Chilean politician (1918–1999)

Orlando Octavio Poblete González (Parral, 24 June 1918 – Chile, 20 January 1999) was a Chilean teacher and politician, mayor of Copiapó and later deputy representing the province of Atacama.

== Early life and professional career ==
Born in Parral in 1918, his parents were Alfredo Poblete Ortiz and Juana González Gallegos. He married Lenka Ostojić Zlatar, with whom he had three children: Orlando, Lenka, and Jaime.

He studied at the Superior School of Parral and later at the Escuela Normal de Chillán, graduating as a primary teacher in 1939 with the thesis "La escuela y la comunidad".

He began his teaching career at School No. 6 of Chillán (1940–1946) and later at the Normal School of Copiapó "Rómulo J. Peña Maturana" (1946–1950). He was professor of Educational Sociology and head of the Normal School between 1950 and 1954, and also taught Economic Geography at the School of Mines of Copiapó. In 1956, he directed the Seminar on Regional Problems of Atacama, sponsored by the University of Chile.

== Political career ==
Poblete joined the Radical Party of Chile in 1936, serving as president of the Radical Student Movement at the Escuela Normal de Chillán, president of the Radical Youth of Chillán, and later provincial president of Ñuble.
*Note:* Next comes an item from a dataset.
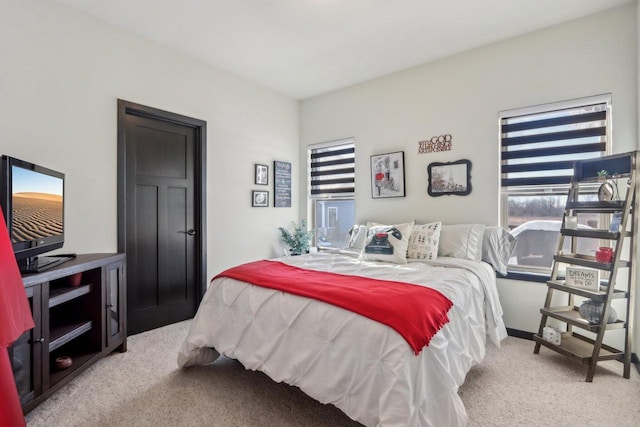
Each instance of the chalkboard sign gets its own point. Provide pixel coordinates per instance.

In Copiapó, he became president of the Radical Assembly and the provincial Radical organization, and in 1965 was a national party assemblyman and president of its Technical Commission.
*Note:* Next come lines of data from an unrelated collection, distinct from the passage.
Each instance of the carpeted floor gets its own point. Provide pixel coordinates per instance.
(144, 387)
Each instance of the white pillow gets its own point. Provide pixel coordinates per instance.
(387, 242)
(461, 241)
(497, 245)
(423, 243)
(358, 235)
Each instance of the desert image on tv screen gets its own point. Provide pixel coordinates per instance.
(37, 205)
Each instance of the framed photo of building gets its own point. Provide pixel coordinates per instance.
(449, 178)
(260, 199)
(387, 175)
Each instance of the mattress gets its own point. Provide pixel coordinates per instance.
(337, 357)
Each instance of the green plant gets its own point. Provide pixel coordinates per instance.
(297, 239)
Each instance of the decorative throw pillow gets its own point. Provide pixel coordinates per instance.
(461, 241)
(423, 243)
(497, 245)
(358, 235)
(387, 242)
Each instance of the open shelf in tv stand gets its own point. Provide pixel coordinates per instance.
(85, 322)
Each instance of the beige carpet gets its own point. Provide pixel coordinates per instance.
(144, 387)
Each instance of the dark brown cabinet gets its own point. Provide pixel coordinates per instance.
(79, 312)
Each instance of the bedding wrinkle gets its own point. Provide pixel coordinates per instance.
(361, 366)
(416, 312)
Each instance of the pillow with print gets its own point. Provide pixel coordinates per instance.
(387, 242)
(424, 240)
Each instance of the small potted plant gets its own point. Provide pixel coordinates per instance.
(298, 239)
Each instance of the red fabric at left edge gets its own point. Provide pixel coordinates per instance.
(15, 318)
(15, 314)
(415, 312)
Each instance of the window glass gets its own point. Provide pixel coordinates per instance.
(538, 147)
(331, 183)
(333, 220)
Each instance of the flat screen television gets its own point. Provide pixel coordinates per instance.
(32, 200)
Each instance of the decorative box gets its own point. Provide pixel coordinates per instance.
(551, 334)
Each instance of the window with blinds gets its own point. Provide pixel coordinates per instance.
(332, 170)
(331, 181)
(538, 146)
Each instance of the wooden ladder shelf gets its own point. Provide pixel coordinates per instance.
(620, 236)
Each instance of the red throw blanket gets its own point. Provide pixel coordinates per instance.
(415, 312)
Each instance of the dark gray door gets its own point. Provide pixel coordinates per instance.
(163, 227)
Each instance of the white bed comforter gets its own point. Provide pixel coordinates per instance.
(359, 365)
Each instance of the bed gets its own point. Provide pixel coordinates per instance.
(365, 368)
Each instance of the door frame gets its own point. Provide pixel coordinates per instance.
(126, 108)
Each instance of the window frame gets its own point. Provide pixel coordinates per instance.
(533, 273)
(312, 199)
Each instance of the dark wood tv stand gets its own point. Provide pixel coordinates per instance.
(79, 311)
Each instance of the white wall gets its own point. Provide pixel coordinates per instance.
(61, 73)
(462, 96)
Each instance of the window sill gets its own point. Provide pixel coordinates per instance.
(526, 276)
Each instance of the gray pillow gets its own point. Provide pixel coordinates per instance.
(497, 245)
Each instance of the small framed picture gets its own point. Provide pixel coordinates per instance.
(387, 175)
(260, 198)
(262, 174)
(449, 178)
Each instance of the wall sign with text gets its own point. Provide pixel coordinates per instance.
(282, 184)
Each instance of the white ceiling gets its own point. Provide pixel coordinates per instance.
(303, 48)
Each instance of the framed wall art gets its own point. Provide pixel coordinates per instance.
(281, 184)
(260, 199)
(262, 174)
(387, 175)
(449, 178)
He was elected regidor and later mayor of Copiapó, serving from 1950 to 1964. During his tenure he promoted public works such as the construction of the Luis Valenzuela Hermosilla Stadium, the railway line along Circunvalación Avenue, and the remodeling of Copiapó’s main square.
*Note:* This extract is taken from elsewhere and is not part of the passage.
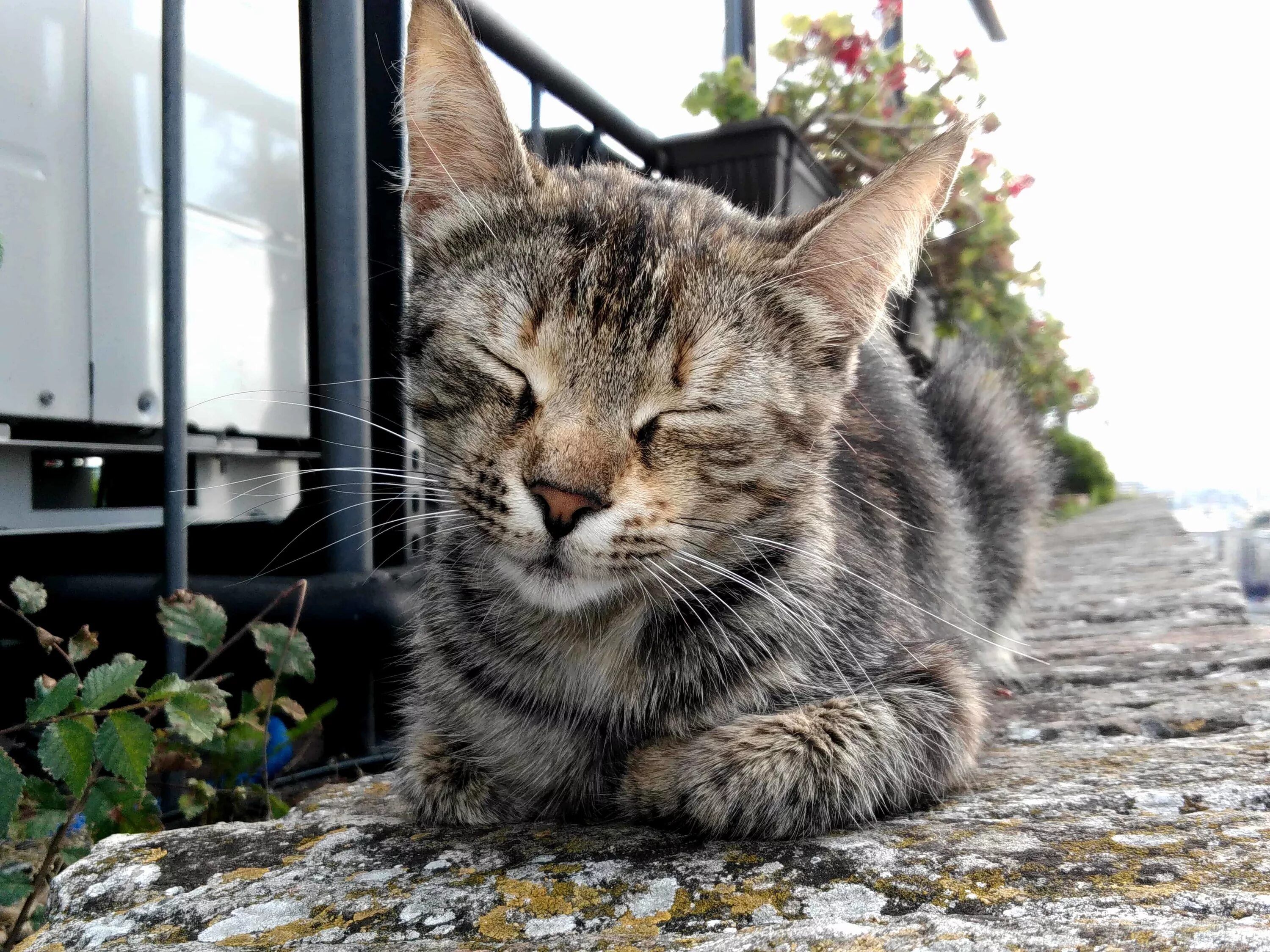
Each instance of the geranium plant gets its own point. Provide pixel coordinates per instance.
(861, 107)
In 1953 he ran unsuccessfully in a parliamentary by-election for Atacama, following the death of deputy Héctor Montero Soto.

In 1965 he was elected deputy for the 3rd Departmental District (Copiapó, Chañaral, Huasco, Freirina) for the term 1965–1969. He served on the Permanent Commissions of Public Education, Social Assistance and Hygiene, Internal Government, Public Works, Labor and Social Legislation, and Internal Police and Regulations.

In 1971 he resigned from the Radical Party and joined the Radical Left Party. He ran unsuccessfully for deputy in Coquimbo in the July 1972 by-election and again in the 1973 parliamentary elections.

After a long illness, he died on 20 January 1999.